Asian Development Bank (ADB) has said that people in Pakistan are likely to be particularly vulnerable to water shortages due to leakage, inefficient domestic water use, or underinvestment in providing access, especially in rural and slum areas.
The Bank in its recent report titled 'Green Growth, Resources and Resilience: Environmental Sustainability in Asia and the Pacific' has said that the availability of water is a major factor in food security, as nearly 70 percent of freshwater withdrawals are for agriculture, mainly for irrigation. However, high proportions of water for agriculture do not always translate into benefits for reducing poverty and hunger. This situation is extreme in all water stressed countries like India, Pakistan, Sri Lanka, and Tajikistan where more than 90 percent of water is used for agriculture, yet more than one in five people in these countries remained undernourished in 2005.
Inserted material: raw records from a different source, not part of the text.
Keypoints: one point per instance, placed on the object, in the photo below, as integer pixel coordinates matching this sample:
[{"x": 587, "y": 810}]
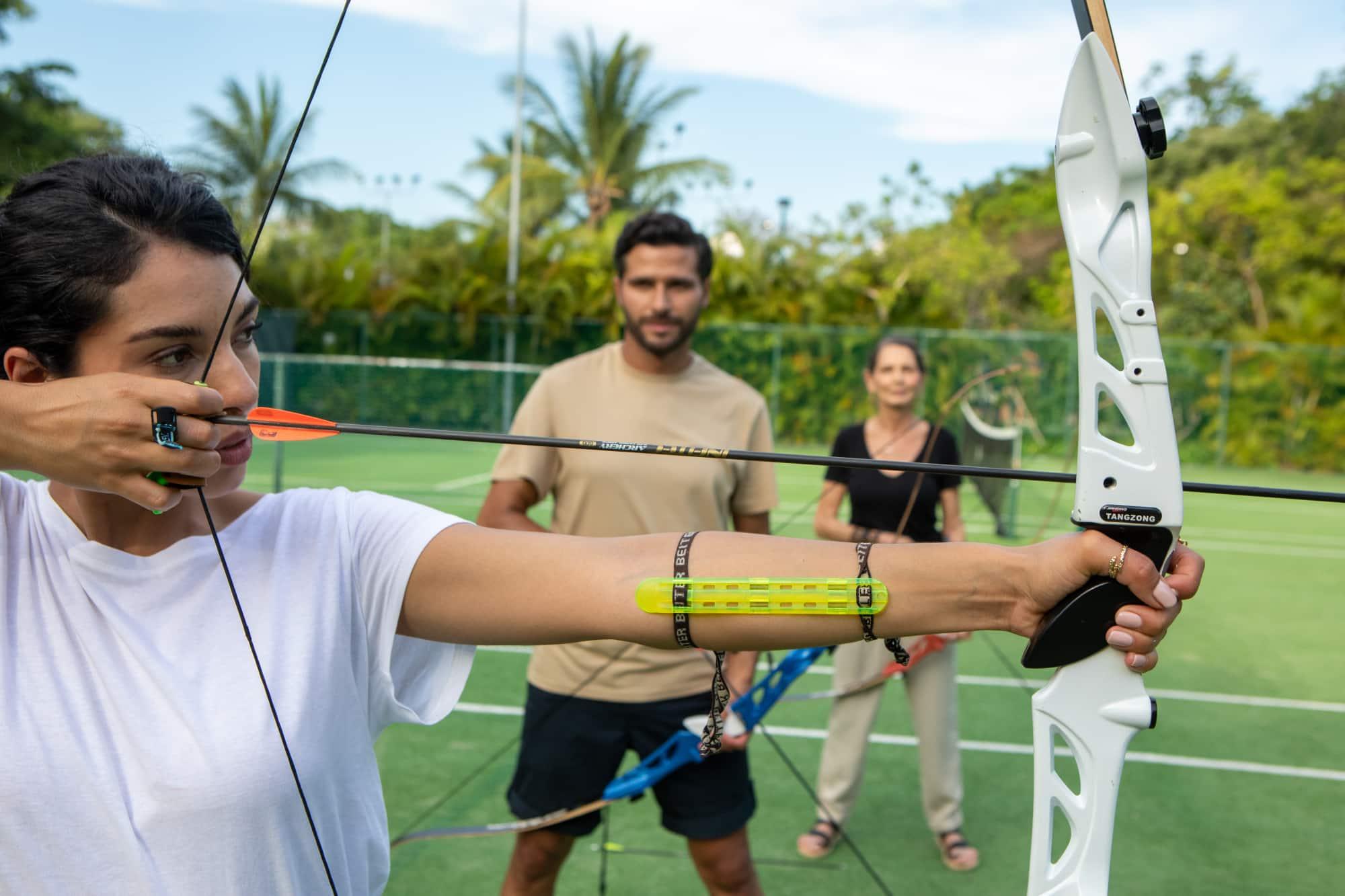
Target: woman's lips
[{"x": 236, "y": 452}]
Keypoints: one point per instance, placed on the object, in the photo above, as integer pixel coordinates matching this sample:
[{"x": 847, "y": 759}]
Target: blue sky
[{"x": 814, "y": 100}]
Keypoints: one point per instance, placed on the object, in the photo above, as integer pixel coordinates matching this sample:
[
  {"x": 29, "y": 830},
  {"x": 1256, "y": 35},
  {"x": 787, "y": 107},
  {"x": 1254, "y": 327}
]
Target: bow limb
[{"x": 1130, "y": 493}]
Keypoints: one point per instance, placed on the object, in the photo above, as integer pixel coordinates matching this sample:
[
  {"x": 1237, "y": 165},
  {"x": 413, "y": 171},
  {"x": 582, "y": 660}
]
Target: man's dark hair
[
  {"x": 662, "y": 229},
  {"x": 73, "y": 233}
]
The report says that the people in Afghanistan, Bangladesh, Cambodia, China, Fiji, Kazakhstan, Myanmar, Nepal, Pakistan, Papua New Guinea and Sri Lanka, and are likely to be particularly vulnerable to water shortages. The report reveals that the food security is of particular concern, since about 545 million people in Asia and the Pacific still consume less than the global standard of 2,200 calories/day, while many more suffer periods of relative deprivation due to seasonal variation in food availability.
According to the report, Pakistan is among those countries that exhibit higher undernourishment rates than expected like China, India, the Laos People's Democratic Republic, , Vanuatu and Viet Nam.
Green Growth, Resources and Resilience: Environmental Sustainability in Asia and the Pacific says that Asia registered a net gain of some 2.2 million hectares of forest annually in the last decade; this was largely due to the expansion of forest plantations based on non-native species (in China, India and Viet Nam. Large-scale afforestation programmes contributed to the annual expansion of forest area by a total of nearly 4 million hectares in the last five years).
In many other countries, rapid conversion of forest lands to other uses has continued. In Pakistan, Sri Lanka, Afghanistan, Armenia, Cambodia, and Malaysia total loss of forest cover appears to have accelerated. According to the ADB report, the urban residents in many countries have responded to resource gaps and ineffective government by taking matters into their own hands, forming forums and civil society organisations that have addressed problems directly or pressured local government into addressing the problems. The Urban Resource Centre (URC) in Karachi, Pakistan, for example, developed an information base through which it can critique government plans and planning processes.